Honouring the men and women who died serving their countries during wartime became an established practise in civilised countries during the 20th Century, with the graves and memorials of both friend and foe being treated with equal respect. Regrettably, there are an increasing number of notable exceptions to this general rule. However, the aberrant behaviour is still so remarkable that it is newsworthy, and it brings the vandals the condemnation and disrespect of civilised people.
Berenice on this forum, and Meurig elsewhere, have done sterling work in recording the monuments and memorials of the Boer War, as have many other people in all those parts of the world touched by this war. Not only did this conflict bridge the turn of a Century and see a change in the British Monarchy, it was also remarkable for being a link between the ‘old’ and the ‘new’ in warfare, as well as some international and internal political relationships. I wonder if it also set a new standard for memorialising war?
I have recently become interested in the 19th Century history of parts of Europe. This venture into the nearly-unknown-to-me has benefitted by its coincidence with the 200th Anniversary of the Battle of Waterloo.
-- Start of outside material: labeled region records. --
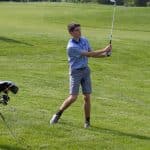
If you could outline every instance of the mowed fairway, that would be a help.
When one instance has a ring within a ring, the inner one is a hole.
[[[66,25],[82,25],[93,49],[108,44],[113,6],[0,3],[0,80],[19,87],[0,105],[0,150],[149,150],[150,8],[117,7],[113,54],[90,58],[91,128],[82,95],[55,126],[49,119],[68,96]]]

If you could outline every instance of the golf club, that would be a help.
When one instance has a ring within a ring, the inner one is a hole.
[[[109,44],[112,43],[112,33],[113,33],[113,28],[114,28],[115,11],[116,11],[116,1],[115,0],[110,0],[110,2],[114,3],[114,11],[113,11],[113,16],[112,16],[112,24],[111,24],[111,32],[110,32]]]
[[[112,43],[112,32],[113,32],[113,28],[114,28],[115,11],[116,11],[116,1],[110,0],[110,2],[114,3],[114,11],[113,11],[113,16],[112,16],[112,24],[111,24],[111,31],[110,31],[110,37],[109,37],[109,44]],[[107,56],[111,56],[111,51],[107,53]]]

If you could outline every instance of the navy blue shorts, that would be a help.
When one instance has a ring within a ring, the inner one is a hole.
[[[70,73],[70,94],[78,95],[80,85],[83,94],[92,93],[90,69],[88,67],[74,69]]]

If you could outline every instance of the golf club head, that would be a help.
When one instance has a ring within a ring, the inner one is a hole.
[[[0,82],[0,92],[8,93],[8,91],[11,91],[13,94],[17,94],[18,90],[19,88],[11,81]]]

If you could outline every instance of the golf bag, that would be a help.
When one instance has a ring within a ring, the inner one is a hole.
[[[7,105],[10,97],[8,96],[9,91],[13,94],[17,94],[19,88],[15,83],[11,81],[0,81],[0,104]]]

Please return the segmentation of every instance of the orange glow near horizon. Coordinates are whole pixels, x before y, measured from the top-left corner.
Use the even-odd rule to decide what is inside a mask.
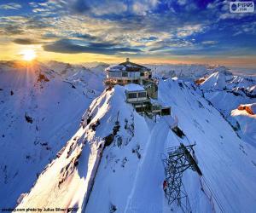
[[[201,55],[181,56],[170,55],[162,57],[154,57],[152,55],[105,55],[90,53],[61,54],[47,52],[41,45],[20,45],[15,43],[9,45],[1,45],[0,43],[0,60],[22,60],[31,62],[36,59],[42,62],[56,60],[71,64],[83,64],[97,61],[108,64],[119,64],[125,61],[126,57],[129,57],[131,61],[139,64],[209,64],[256,68],[256,55],[204,57]]]
[[[36,52],[32,49],[22,50],[20,55],[22,55],[22,60],[26,61],[31,61],[37,57]]]

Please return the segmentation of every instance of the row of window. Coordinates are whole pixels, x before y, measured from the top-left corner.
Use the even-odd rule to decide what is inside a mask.
[[[146,92],[141,92],[141,93],[129,93],[128,98],[145,98],[147,97]]]

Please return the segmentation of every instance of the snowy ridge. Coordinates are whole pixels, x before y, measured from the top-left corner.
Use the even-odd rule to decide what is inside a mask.
[[[102,89],[87,75],[95,80],[77,85],[39,62],[0,63],[0,207],[16,204],[79,128]]]
[[[166,203],[160,155],[180,142],[195,141],[203,178],[189,170],[183,177],[192,211],[253,212],[255,149],[237,137],[189,83],[160,81],[159,99],[172,106],[184,139],[169,129],[170,118],[154,123],[137,113],[125,101],[124,87],[106,89],[18,207],[76,207],[79,212],[170,212],[172,208],[182,212]]]
[[[205,78],[200,89],[229,120],[237,134],[255,147],[255,118],[242,116],[242,112],[236,109],[241,105],[256,102],[256,78],[234,76],[224,70]]]

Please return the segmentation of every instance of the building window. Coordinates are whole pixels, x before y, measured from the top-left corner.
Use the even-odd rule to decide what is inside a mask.
[[[146,97],[146,93],[145,92],[138,93],[138,97],[139,98],[145,98]]]
[[[137,94],[136,93],[129,93],[128,98],[137,98]]]
[[[122,72],[122,77],[128,77],[128,72]]]

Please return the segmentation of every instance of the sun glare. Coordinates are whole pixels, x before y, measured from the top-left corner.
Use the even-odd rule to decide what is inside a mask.
[[[21,51],[20,55],[22,55],[22,59],[27,61],[34,60],[37,56],[34,49],[23,50]]]

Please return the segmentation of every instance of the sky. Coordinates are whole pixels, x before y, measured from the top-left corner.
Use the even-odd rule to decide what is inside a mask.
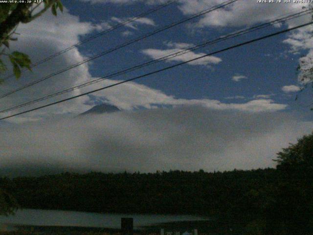
[[[161,0],[63,0],[21,24],[12,51],[38,61],[164,2]],[[36,81],[223,2],[180,0],[6,81],[0,94]],[[305,3],[238,0],[4,98],[4,109],[163,55],[300,11]],[[312,15],[312,14],[311,14]],[[276,24],[182,56],[101,81],[0,117],[79,94],[309,22]],[[312,132],[312,26],[234,48],[132,82],[0,122],[0,173],[66,170],[154,172],[273,167],[281,148]],[[5,76],[4,74],[3,75]],[[298,99],[295,100],[296,96]],[[77,118],[102,103],[118,113]]]

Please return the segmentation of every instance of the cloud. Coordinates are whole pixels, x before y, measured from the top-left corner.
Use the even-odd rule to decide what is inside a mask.
[[[106,80],[101,86],[107,86],[120,81]],[[91,86],[90,90],[99,87]],[[95,104],[109,102],[121,109],[132,110],[138,108],[153,109],[156,107],[197,105],[219,110],[240,110],[251,112],[277,111],[285,109],[287,105],[274,102],[270,99],[260,99],[246,103],[223,103],[218,100],[203,99],[183,99],[169,95],[161,91],[153,89],[147,86],[130,82],[103,91],[97,92],[92,99]]]
[[[129,30],[126,30],[122,33],[122,35],[124,37],[128,37],[129,36],[130,36],[132,34],[133,34],[133,32],[131,32]]]
[[[254,99],[269,99],[271,96],[274,95],[274,94],[255,94],[253,95],[253,98]]]
[[[0,133],[0,173],[272,166],[312,127],[286,114],[195,106],[11,125]]]
[[[227,96],[224,98],[226,99],[245,99],[246,97],[243,95],[235,95],[234,96]]]
[[[246,77],[246,76],[244,76],[243,75],[237,74],[233,76],[231,80],[234,81],[235,82],[239,82],[241,80],[246,79],[247,78],[247,77]]]
[[[130,20],[131,18],[124,18],[121,19],[118,18],[117,17],[113,17],[111,18],[111,20],[113,22],[117,22],[118,23],[122,23],[125,21]],[[138,28],[136,26],[136,25],[139,24],[146,24],[147,25],[150,26],[156,26],[156,23],[151,19],[147,18],[145,17],[142,17],[141,18],[137,19],[132,22],[130,22],[125,25],[125,27],[127,27],[129,28],[131,28],[132,29],[134,30],[138,30]]]
[[[289,93],[290,92],[296,92],[300,90],[300,87],[294,85],[291,85],[290,86],[284,86],[282,88],[282,90],[284,92]]]
[[[35,21],[27,24],[21,24],[17,32],[18,36],[17,42],[12,42],[10,49],[12,51],[20,51],[29,55],[32,61],[35,62],[46,56],[54,54],[65,48],[70,47],[80,42],[80,37],[86,36],[98,30],[97,26],[89,22],[82,22],[79,17],[70,15],[68,10],[65,8],[62,14],[57,17],[53,16],[50,11],[47,11],[45,14]],[[77,48],[74,48],[66,53],[63,54],[34,68],[32,72],[26,71],[22,73],[19,80],[11,78],[1,85],[1,94],[20,87],[40,78],[60,70],[73,64],[85,59]],[[8,61],[6,64],[9,65]],[[3,76],[12,72],[10,69]],[[0,108],[3,109],[17,104],[31,100],[47,94],[53,93],[65,88],[70,87],[78,83],[86,82],[90,79],[89,71],[89,65],[85,64],[66,72],[55,76],[22,91],[18,92],[1,99]],[[58,97],[43,101],[39,104],[45,104],[62,98],[81,94],[82,91],[76,90]],[[51,106],[35,112],[19,116],[10,121],[19,120],[36,119],[51,115],[64,115],[71,113],[80,113],[89,108],[90,106],[83,104],[89,98],[82,97],[68,102],[60,103],[57,106]],[[37,104],[38,105],[38,104]],[[32,106],[32,108],[33,108]],[[29,107],[21,109],[19,111],[24,111]],[[14,111],[2,114],[2,116],[16,112]]]
[[[154,48],[145,49],[142,50],[142,52],[153,59],[157,59],[165,55],[173,54],[193,47],[192,44],[183,43],[170,42],[166,43],[166,45],[168,47],[171,48],[165,49]],[[182,54],[177,57],[171,57],[165,61],[186,62],[205,55],[204,53],[196,53],[191,51],[187,51],[186,52],[187,53],[185,54]],[[216,56],[206,56],[192,61],[188,64],[191,65],[207,66],[209,64],[218,64],[221,62],[222,62],[222,59]]]

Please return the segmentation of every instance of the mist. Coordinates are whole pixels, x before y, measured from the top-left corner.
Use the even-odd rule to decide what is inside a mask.
[[[0,175],[274,167],[313,127],[290,114],[198,106],[0,123]]]

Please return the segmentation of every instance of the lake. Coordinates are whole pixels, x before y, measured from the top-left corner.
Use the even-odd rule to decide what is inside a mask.
[[[204,217],[188,215],[101,214],[66,211],[24,209],[18,211],[14,215],[8,217],[0,216],[0,225],[119,229],[122,217],[134,218],[134,229],[164,223],[209,219]]]

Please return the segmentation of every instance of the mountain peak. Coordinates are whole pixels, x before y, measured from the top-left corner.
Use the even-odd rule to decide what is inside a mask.
[[[121,110],[116,106],[107,103],[103,103],[93,106],[89,110],[83,113],[82,115],[111,113],[120,111]]]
There has been more than enough in recorded histories and in media reports to keep me interested and awake during the day.
Probably because I had never thought about it before, I was amazed to learn that, in the whole of the past 200 years, there has been only one carefully documented excavation of the grave of an on-site Waterloo battlefield casualty. According to Internet sources, the body was that of a Hanoverian soldier serving with Wellington’s army. He was evidently a member of the King’s German Legion, and not one of the Hanoverian regiments. He is tangible proof of the presence at Waterloo of Wellington’s Continental allies.
The survival of this burial was evidently a matter of good luck rather than good management. After the battle, only men of high rank had their bodies taken elsewhere for burial and appropriate commemoration. The rest went into mass graves, but only after enterprising scavengers had stripped them of valuables. This included the removal of sound teeth from bodies, which were later sold for implantation into the toothless jaws of paying customers in various parts of Europe. It was also reported that, later, the skeletonised remains of the battlefield casualties were excavated and ground up to serve as agricultural fertiliser. By modern standards, this was scandalous and disrespectful treatment of men who had fought and died to bring the Napoleonic Wars to an end.
How, where and when did this apparently barbaric behaviour in 1815 evolve into the civilised memorialising of Boer War casualties less than 100 years later?